Monday, January 20, 2014

chapterthree


          It's 2:14 AM.
          It's just another one of those sleepless nights. I am locked in my own mind again. I become a different person at night. I once wrote a letter to myself a couple weeks ago at about this same time, and when I woke up and read it, I didn't even recognize that person. This depression is like a demon inside me. It changes me. I become someone I'm not. This depression tortures me with horrible thoughts and memories. It makes me want to scream, and run, and cry. I can't even hide from it. It's just there, slowly killing me.
         No one cares about you, Grace. Why do you even keep fighting when no one is there for you. You're all alone. You're never going to get better. You're going to be stuck with this depression forever.
           Flashbacks from my past started being thrown at me in every direction. The girls pointing their fingers at me, calling my name, and laughing. Those mean words people called me. The rumors. The teasing. The secrets. The bullies. Everyone gaining up on me. All this kept replaying in my head over and over and over again.
          I told you no one cares about you.
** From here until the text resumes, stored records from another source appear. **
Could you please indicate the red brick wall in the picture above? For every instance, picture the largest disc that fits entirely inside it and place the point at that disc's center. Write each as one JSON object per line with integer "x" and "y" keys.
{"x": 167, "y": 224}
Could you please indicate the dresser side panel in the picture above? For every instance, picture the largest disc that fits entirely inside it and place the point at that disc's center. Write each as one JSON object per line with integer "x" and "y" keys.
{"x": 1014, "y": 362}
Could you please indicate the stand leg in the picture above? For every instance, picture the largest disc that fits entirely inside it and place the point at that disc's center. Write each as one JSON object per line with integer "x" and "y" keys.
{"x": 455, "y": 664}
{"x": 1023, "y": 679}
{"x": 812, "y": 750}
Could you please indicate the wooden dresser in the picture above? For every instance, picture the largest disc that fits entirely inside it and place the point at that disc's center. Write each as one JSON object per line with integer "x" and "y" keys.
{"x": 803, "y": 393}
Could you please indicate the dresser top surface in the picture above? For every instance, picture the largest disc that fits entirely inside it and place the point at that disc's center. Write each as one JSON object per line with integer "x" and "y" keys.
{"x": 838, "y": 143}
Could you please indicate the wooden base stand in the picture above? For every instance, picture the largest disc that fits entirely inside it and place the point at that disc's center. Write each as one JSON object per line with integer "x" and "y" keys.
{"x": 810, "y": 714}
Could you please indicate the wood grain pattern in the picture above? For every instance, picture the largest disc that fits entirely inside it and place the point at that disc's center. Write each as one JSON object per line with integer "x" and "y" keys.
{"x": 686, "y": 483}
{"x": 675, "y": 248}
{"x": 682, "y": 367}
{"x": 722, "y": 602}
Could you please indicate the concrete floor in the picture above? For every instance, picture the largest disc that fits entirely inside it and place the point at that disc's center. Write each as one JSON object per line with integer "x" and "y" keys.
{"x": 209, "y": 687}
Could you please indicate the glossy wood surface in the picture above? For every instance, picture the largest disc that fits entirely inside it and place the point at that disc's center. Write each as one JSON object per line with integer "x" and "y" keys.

Grace, you're just stupid and ugly and worthless.
          I first started getting bullied in fifth grade, but at the time I was used to it and it was just minor teasing. It started to grow in middle school though. It changed me. These flashbacks come back almost every night. The voices and laughs of the people that hurt me. No one really cared that it was hurting me so much, not even my best friend.
          Things started to change in my mind, and I started imagining I was talking to Anna about the whole bullying thing. I have barely said a thing about it to her. I can just imagine starting to tell her about all of it, and breaking inside. I can just imagine the tears streaming down my face, trying to hide them, and wanting to run away. I know I wouldn't be able to though. It's all just a matter of time before she asks me about it.
          I'm scared. I'm afraid to cry. I don't want to tell my secrets. I've kept them in for so long that I don't think I have the strength to anyway. I don't think I could say it. She says she understands what I'm going through, but does she really? What if I can't even say it? What if I just start crying instead? I don't want to cry. I haven't really cried about this, or anything actually in a long time. I don't even think I know how to anymore. Ugh, I don't want to do this anymore.
          I sat up in bed, crawled over to the edge, and pulled the curtains to the side. I stared at the darkness of the night. No one is awake but me. The only light on is the street lamp a few houses down. Everyone else is fast asleep comfortably in their warm beds with their loved ones along side them. And me? I'm awake, and all alone.